The Quest for "Why?"

A visual guide to the foundations of causal inference—moving from simply seeing a pattern to proving a cause.

1. The Fundamental Problem

For any person, we can only observe one reality. The alternative—the **counterfactual**—is forever hidden.

🧑‍🔬

Person A

Gets Treatment 💊

Outcome is Observed

No Treatment 🚫

Outcome is Unobserved

2. The Goal: ATE

Since we can't see individual effects, we estimate the **Average Treatment Effect (ATE)** across a population.

E [Y(1)] - E [Y(0)]

Average Outcome (Treated) - Average Outcome (Control)

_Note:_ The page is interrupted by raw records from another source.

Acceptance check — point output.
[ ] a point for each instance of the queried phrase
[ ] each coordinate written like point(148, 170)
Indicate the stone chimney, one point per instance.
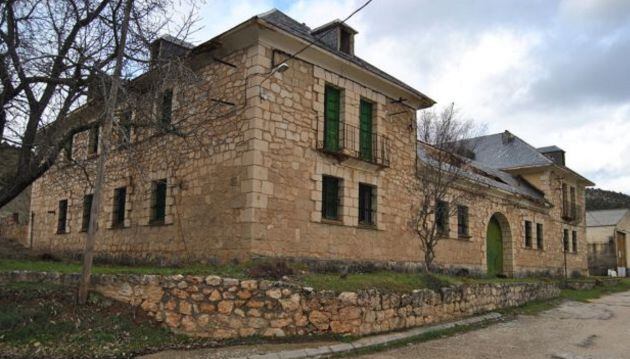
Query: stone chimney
point(168, 47)
point(507, 137)
point(554, 153)
point(337, 36)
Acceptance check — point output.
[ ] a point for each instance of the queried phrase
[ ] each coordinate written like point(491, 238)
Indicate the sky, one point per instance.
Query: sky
point(551, 72)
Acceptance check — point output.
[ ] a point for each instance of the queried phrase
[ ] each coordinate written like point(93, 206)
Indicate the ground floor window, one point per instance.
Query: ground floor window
point(441, 217)
point(539, 236)
point(118, 215)
point(87, 209)
point(330, 197)
point(366, 204)
point(462, 222)
point(528, 234)
point(62, 217)
point(158, 201)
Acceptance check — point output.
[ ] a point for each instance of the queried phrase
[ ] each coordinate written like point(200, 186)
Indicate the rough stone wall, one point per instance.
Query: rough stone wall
point(204, 175)
point(229, 308)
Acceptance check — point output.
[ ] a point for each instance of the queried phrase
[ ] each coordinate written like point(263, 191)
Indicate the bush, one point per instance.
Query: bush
point(270, 270)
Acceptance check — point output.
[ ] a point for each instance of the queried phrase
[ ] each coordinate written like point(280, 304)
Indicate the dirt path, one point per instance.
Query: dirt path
point(600, 329)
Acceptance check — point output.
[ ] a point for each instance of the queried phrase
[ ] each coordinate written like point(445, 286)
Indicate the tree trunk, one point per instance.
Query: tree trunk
point(108, 120)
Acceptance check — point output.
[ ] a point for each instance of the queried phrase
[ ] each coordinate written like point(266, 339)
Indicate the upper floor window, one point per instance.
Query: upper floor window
point(539, 236)
point(462, 222)
point(62, 217)
point(528, 234)
point(332, 115)
point(441, 217)
point(93, 140)
point(367, 204)
point(366, 137)
point(167, 107)
point(158, 202)
point(330, 197)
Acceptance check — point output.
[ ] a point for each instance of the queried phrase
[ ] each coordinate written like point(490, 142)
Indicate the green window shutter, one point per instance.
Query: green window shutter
point(332, 104)
point(365, 129)
point(330, 197)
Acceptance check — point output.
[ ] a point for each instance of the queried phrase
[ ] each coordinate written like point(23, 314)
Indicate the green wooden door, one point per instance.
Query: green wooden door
point(365, 130)
point(494, 250)
point(332, 104)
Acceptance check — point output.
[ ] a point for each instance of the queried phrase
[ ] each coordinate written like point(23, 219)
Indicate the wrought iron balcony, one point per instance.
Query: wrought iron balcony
point(352, 142)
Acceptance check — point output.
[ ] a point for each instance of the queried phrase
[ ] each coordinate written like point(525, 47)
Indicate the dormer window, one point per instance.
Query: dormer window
point(345, 41)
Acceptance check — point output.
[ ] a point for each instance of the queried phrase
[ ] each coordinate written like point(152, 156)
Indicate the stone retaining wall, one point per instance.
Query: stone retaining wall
point(229, 308)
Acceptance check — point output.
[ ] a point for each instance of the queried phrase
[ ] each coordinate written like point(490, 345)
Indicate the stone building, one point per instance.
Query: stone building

3. The Gold Standard: Randomization

Random Sampling

🌍

Select a representative group from the population.
(External Validity)

Random Assignment

⚖️

Split the sample into two identical-on-average groups.
(Internal Validity)

This ensures the only difference between groups is the treatment itself.

4. The Threat: Selection Bias

Without randomization, groups often form based on pre-existing traits, leading to biased results.

Population

🔵🔵⚪️⚪️🔵⚪️⚪️🔵

🔵 = Motivated, ⚪️ = Not Motivated

Treatment Group

🔵🔵🔵🔵

Mostly motivated people self-select.

Control Group

⚪️⚪️⚪️⚪️

Groups are not comparable.

5. The Rules: Core Assumptions for Valid Inference

SUTVA

No interference between units, and the treatment is consistent for all.

Ignorability

Treatment assignment is independent of potential outcomes (true by design in an RCT).

Positivity

For any group, there's a non-zero chance of receiving or not receiving the treatment.

Excludability

(For IVs) An instrument affects the outcome ONLY through the treatment.